Under his predecessor Jacob Zuma the economy languished as grand corruption spread through the state. It meant that the black majority fell even further behind in overcoming apartheid’s legacy.

Since the turn of the century, after Nelson Mandela relinquished the presidency, the jobless rate for black South Africans has stubbornly remained at about a quarter. Unemployment for their white peers has never moved above 8.1 per cent in that time.

This has an impact on incomes: on average black South African households earn less than 20 per cent of white South Africans’ average earnings.

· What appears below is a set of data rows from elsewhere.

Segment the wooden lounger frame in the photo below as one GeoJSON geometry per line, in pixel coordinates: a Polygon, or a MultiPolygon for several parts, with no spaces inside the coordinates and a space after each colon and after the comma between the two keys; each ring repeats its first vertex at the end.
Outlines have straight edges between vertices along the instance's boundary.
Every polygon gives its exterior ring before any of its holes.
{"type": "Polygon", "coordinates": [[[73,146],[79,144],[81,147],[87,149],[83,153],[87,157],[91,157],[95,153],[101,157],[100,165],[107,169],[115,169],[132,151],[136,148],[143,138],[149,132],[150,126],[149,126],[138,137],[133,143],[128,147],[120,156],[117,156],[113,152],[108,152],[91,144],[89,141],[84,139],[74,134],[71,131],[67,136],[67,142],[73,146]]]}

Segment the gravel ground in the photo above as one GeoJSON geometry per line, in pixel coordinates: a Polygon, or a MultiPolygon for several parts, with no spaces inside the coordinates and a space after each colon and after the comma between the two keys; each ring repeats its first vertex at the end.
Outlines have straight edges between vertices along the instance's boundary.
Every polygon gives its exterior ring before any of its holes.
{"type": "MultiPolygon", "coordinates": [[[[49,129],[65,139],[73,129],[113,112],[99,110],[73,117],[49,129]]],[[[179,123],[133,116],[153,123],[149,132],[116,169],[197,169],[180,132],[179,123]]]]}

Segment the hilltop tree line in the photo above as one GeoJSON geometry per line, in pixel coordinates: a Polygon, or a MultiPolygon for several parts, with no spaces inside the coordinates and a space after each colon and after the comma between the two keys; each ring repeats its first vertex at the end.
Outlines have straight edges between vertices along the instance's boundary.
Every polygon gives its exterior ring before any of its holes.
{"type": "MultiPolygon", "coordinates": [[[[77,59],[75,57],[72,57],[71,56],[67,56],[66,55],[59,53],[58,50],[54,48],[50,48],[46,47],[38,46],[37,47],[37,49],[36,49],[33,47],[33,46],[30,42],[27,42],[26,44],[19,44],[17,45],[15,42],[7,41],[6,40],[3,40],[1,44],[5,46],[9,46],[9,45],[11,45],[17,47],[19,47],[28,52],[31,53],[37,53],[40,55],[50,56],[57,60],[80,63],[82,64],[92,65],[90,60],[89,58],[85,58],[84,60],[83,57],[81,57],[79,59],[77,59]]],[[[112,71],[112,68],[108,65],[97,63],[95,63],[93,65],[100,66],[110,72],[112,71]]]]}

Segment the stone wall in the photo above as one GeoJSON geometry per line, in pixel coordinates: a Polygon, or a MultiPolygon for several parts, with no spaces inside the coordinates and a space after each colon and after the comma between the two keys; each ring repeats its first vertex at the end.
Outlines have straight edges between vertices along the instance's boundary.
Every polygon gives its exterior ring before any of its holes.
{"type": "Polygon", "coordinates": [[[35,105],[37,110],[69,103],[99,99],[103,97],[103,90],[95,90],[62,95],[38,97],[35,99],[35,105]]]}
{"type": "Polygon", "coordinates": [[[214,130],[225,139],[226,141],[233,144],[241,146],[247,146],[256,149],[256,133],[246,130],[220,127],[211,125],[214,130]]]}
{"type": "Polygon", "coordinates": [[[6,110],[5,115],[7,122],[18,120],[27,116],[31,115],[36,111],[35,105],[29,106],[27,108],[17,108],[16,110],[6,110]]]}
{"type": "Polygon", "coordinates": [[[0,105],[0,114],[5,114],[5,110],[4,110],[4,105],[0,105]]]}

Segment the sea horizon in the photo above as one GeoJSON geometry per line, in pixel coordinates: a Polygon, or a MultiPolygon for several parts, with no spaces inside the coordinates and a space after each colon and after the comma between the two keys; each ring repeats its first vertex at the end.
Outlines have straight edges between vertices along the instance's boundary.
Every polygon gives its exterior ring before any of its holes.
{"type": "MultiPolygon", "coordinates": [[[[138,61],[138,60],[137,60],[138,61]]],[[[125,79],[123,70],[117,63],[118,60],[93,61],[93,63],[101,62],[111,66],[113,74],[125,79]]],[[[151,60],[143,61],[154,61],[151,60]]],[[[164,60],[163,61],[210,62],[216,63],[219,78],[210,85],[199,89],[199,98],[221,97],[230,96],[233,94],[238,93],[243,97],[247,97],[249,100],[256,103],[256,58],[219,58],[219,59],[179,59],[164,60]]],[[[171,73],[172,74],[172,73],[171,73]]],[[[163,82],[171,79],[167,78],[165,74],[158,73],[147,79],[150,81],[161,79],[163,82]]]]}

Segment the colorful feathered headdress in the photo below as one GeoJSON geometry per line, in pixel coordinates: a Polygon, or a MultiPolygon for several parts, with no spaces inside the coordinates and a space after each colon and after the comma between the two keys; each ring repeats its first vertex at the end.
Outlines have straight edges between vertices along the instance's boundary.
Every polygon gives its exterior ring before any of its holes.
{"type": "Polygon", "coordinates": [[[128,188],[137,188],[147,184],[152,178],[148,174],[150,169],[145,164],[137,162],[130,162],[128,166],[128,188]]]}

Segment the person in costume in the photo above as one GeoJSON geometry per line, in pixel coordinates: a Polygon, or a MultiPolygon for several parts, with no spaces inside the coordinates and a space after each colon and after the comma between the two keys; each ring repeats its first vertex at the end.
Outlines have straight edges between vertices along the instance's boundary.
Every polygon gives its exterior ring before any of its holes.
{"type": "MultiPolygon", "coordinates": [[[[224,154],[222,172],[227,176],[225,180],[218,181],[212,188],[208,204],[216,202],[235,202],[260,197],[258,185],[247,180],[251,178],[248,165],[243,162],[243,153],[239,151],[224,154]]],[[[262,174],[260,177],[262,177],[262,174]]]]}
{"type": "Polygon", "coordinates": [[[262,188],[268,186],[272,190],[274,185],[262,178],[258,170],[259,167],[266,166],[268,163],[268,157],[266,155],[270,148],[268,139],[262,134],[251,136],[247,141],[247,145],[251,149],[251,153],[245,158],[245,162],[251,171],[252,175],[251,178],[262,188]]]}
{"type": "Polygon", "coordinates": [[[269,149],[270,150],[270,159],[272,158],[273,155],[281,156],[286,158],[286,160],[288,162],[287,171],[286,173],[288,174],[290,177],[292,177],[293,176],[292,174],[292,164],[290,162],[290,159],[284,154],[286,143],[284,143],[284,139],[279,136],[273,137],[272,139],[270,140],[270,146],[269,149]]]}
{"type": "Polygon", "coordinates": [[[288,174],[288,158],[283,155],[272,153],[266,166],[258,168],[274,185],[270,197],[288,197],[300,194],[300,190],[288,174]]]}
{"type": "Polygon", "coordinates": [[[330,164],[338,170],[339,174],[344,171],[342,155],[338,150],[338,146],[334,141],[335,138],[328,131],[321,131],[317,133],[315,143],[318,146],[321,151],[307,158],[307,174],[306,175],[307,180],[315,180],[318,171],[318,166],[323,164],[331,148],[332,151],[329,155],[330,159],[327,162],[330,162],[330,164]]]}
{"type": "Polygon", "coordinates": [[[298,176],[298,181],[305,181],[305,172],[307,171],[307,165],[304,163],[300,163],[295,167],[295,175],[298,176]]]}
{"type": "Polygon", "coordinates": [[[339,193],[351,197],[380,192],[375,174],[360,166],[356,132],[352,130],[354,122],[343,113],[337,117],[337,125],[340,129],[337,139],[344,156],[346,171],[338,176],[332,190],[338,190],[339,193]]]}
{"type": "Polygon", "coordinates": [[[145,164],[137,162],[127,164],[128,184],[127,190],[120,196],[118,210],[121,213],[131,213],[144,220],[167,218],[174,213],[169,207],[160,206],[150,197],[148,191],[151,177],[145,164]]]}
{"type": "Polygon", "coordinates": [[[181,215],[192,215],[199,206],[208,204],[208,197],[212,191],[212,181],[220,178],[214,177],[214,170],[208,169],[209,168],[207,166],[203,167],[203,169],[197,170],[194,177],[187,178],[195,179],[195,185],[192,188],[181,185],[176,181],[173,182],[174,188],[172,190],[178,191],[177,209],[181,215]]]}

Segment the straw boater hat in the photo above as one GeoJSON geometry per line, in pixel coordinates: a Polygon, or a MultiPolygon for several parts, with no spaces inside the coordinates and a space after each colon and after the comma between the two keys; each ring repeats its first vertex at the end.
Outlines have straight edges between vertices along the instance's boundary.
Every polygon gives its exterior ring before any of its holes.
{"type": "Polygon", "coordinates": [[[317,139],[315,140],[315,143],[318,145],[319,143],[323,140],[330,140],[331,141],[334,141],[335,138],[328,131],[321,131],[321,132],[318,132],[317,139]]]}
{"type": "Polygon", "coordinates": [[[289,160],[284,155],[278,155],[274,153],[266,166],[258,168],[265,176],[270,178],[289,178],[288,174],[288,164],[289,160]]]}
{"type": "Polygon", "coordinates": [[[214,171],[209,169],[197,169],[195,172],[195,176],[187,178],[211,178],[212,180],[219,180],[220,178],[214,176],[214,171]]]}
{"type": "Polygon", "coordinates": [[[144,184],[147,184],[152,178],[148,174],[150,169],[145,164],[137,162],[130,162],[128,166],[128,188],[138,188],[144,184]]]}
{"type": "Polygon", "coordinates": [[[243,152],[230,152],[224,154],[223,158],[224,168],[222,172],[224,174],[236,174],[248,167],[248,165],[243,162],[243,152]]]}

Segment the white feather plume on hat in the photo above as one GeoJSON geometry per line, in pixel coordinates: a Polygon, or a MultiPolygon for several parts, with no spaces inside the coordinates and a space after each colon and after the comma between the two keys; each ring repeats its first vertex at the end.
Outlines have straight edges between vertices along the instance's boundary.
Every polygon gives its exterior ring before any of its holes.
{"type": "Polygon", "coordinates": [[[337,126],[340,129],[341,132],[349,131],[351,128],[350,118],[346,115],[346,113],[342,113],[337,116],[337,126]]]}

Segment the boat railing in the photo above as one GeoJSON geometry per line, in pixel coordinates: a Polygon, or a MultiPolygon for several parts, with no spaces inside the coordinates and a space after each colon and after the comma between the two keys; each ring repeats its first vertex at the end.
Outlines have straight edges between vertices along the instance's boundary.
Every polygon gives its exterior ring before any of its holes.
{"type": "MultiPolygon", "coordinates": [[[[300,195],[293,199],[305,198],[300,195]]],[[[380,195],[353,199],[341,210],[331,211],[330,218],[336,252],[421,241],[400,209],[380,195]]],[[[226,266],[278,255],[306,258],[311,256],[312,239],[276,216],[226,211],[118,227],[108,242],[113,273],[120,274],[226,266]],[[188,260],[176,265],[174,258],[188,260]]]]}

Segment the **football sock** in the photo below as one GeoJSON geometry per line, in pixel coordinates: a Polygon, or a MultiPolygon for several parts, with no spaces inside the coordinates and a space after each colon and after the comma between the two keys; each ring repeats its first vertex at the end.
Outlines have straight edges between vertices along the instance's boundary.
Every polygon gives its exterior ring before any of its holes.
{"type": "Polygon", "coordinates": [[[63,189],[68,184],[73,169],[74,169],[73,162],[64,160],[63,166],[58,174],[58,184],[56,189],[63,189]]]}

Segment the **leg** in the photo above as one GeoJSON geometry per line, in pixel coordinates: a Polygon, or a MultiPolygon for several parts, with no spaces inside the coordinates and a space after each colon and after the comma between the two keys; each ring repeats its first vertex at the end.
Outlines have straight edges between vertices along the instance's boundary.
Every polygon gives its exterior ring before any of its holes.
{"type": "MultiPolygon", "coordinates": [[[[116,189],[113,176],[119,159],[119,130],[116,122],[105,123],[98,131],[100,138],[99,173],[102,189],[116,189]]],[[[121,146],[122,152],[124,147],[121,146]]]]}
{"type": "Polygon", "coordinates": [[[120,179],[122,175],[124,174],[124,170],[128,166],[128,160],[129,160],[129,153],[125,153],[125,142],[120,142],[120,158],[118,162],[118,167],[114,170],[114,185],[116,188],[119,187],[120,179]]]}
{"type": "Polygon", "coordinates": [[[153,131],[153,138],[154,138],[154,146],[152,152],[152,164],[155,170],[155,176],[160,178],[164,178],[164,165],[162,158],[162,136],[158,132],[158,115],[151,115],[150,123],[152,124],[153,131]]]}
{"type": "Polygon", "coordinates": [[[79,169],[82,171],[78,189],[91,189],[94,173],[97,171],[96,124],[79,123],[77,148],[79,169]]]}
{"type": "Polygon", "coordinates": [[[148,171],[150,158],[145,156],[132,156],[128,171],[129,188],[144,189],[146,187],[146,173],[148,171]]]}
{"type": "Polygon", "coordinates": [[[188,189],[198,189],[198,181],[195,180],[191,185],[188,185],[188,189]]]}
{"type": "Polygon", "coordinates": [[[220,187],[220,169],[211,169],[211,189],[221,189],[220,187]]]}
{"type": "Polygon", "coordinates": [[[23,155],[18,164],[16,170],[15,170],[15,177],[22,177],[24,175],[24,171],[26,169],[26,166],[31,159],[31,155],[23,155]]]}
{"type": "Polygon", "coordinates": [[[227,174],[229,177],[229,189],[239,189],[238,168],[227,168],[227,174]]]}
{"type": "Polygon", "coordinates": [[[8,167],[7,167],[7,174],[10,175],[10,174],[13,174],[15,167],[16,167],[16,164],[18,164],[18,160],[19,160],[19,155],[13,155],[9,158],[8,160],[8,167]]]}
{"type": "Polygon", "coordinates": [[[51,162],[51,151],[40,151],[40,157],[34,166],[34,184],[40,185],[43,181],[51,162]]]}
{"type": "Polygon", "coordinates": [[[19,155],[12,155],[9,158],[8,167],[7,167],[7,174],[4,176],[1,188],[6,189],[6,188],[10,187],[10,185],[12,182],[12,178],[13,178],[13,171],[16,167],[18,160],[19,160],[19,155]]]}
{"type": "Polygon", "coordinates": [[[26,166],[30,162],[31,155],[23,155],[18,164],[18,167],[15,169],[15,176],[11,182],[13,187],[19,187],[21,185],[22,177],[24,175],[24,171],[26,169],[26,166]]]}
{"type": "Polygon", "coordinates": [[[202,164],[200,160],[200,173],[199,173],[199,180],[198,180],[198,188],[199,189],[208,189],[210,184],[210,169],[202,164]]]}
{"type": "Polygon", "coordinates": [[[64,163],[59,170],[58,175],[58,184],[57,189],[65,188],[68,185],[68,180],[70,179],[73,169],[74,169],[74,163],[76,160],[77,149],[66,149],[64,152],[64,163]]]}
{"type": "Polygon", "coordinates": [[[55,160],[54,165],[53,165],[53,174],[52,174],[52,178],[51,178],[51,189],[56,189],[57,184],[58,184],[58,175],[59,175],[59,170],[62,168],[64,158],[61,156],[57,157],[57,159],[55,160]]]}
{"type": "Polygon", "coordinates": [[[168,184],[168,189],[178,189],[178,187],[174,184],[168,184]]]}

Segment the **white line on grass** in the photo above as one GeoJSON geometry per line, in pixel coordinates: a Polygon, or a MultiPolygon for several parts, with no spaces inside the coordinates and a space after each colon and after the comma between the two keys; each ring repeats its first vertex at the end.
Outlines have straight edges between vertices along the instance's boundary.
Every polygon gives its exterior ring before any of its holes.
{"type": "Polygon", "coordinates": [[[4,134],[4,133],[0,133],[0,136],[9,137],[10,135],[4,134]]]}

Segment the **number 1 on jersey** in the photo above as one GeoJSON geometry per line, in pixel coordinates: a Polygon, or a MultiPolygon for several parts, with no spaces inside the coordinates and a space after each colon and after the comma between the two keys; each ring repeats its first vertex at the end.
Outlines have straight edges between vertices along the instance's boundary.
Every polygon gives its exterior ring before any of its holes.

The divide is entrenched early in people’s lives: in the education system. Almost all white pupils pass the final-year secondary school exams that are required to enter university. Only two-thirds of their black counterparts manage the same feat.

Black South Africans also face disadvantages accessing healthcare and other services.

To some, Mr Ramaphosa encapsulates the country’s failure to tackle inequality at its root. He is a wealthy tycoon, part of a narrow — some say oligarchic — black business elite that was forged by ANC policies.

Others believe the former trade unionist is the last hope for reviving economic growth.

Gross domestic product grew by 2.9 per cent on average between 1994 and 2000 after Mr Mandela led the ANC into power and set out to rebuild an economy wrecked by apartheid’s last years.

Under Mr Mandela’s successors, growth accelerated to an average of 4.2 per cent a year until the 2008 financial crisis. But the economy has stalled in the decade since, recording average growth of 1.6 per cent.

South Africans blame the rot within state institutions and erratic policymaking under Mr Zuma for the slowdown, and for scaring off foreign investors. Mr Ramaphosa has begun some of the clean-up. But next Wednesday’s vote will also be a window on South Africa’s broader problem of how to tackle inequality.